TL;DR Dollar-cost averaging (DCA) is investing the same amount at regular intervals — say $200 every month — no matter what the market is doing. You automatically buy more shares when prices are low, fewer when high, and skip the impossible game of timing.
The plain-English version
Instead of asking "is now a good time to invest?" (nobody knows, including the people on TV), DCA answers with a schedule. $200 on the 1st of every month, forever, rain or shine.
The arithmetic quietly works in your favor. Say you invest $200 monthly: at $50/share you buy 4 shares; the market dips and at $40 you buy 5; it runs and at $80 you buy 2.5. Your dollars automatically stretch further at lows and buy less at highs — a discipline no human mood can match. Anyone with a 401(k) contribution is already doing this without the vocabulary.
The honest fine print
Mathematically, if you have a lump sum sitting in cash, investing it all at once has historically beaten drip-feeding it in most periods — markets rise more often than they fall, so delays cost on average. So why does everyone still preach DCA? Because most people don't have lump sums (they have paychecks — DCA is simply how income works), and because the math assumes a robot. Humans panic. The person who DCAs through a crash typically beats the person who lump-summed, panicked at −30%, and sold. The best strategy is the one you'll actually keep doing during the worst month.
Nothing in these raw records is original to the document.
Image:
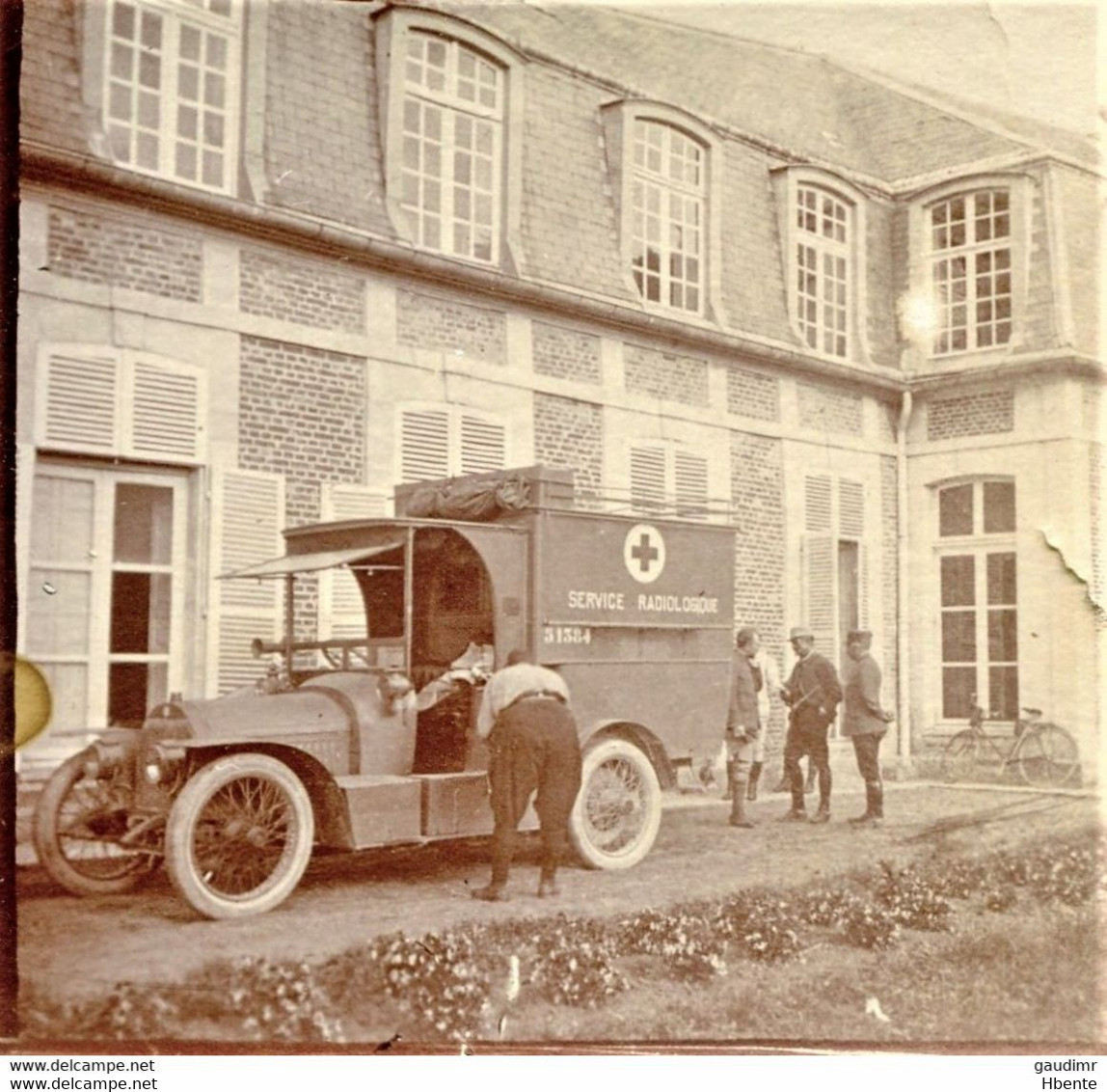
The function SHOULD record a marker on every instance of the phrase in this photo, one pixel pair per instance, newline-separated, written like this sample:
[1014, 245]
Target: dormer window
[970, 268]
[667, 200]
[453, 136]
[449, 94]
[171, 88]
Where it shines and where it doesn't
DCA into broad index funds is the classic pairing: diversified thing, boring schedule, decades of runway. DCA into a single collapsing stock is a different activity — "averaging down" on one company isn't a strategy, it's a conviction bet repeated. The autopilot deserves a plane worth flying.
The common mistake
Stopping the schedule because the market fell. Red months are the mechanism — that's when the fixed amount buys the most. Turning off DCA in a crash is canceling the discount at the exact moment it applies.
Educational only — not investment advice. DCA doesn't beat the market; it beats the version of you that tries to.